Myopsalta libritor

Scientific classification
- Kingdom: Animalia
- Phylum: Arthropoda
- Clade: Pancrustacea
- Class: Insecta
- Order: Hemiptera
- Suborder: Auchenorrhyncha
- Family: Cicadidae
- Genus: Myopsalta
- Species: M. libritor
- Binomial name: Myopsalta libritor Emery, Emery & Popple, 2015

= Myopsalta libritor =

- Genus: Myopsalta
- Species: libritor
- Authority: Emery, Emery & Popple, 2015

Species of cicada

Myopsalta libritor is a species of cicada, also known as the Coolah repeater, in the true cicada family, Cicadettinae subfamily and Cicadettini tribe. It is endemic to Australia.
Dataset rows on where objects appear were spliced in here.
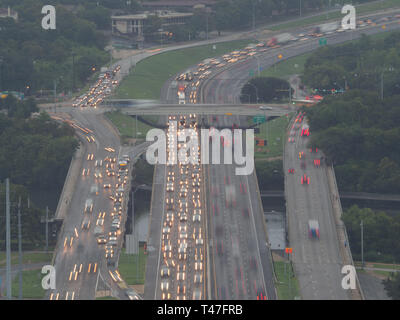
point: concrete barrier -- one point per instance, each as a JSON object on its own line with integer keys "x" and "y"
{"x": 344, "y": 245}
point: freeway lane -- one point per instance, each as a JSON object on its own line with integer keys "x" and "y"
{"x": 317, "y": 262}
{"x": 242, "y": 263}
{"x": 85, "y": 249}
{"x": 225, "y": 86}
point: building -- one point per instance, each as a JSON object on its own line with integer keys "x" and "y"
{"x": 8, "y": 13}
{"x": 183, "y": 5}
{"x": 132, "y": 25}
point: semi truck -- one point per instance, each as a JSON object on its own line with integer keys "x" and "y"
{"x": 313, "y": 229}
{"x": 280, "y": 39}
{"x": 89, "y": 206}
{"x": 181, "y": 95}
{"x": 325, "y": 28}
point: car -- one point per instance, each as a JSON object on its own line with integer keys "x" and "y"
{"x": 198, "y": 278}
{"x": 180, "y": 276}
{"x": 181, "y": 289}
{"x": 305, "y": 180}
{"x": 164, "y": 285}
{"x": 102, "y": 239}
{"x": 196, "y": 294}
{"x": 198, "y": 266}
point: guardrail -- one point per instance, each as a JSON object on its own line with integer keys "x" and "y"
{"x": 348, "y": 258}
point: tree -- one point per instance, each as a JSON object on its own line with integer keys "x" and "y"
{"x": 392, "y": 286}
{"x": 265, "y": 89}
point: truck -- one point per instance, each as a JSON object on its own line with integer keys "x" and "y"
{"x": 89, "y": 206}
{"x": 325, "y": 28}
{"x": 86, "y": 222}
{"x": 94, "y": 189}
{"x": 305, "y": 130}
{"x": 98, "y": 230}
{"x": 280, "y": 39}
{"x": 181, "y": 97}
{"x": 313, "y": 229}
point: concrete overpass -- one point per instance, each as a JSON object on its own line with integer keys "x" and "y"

It was described in 2015 by Australian entomologists Nathan J. Emery, David L. Emery and Lindsay Popple.

==Etymology==
The specific epithet libritor (Latin: ‘hurler’, ‘thrower’ or ‘gunner’) refers to the machine gun-like sound of the song.

==Description==
The length of the forewing is 12–17 mm.

==Distribution and habitat==
The species is known only from riparian parts of the Coolah and Merriwa districts of inland New South Wales. The associated habitat is grassland on alluvial soils.

==Behaviour==
Adult males may be heard from October to January, uttering rapid, chirping calls.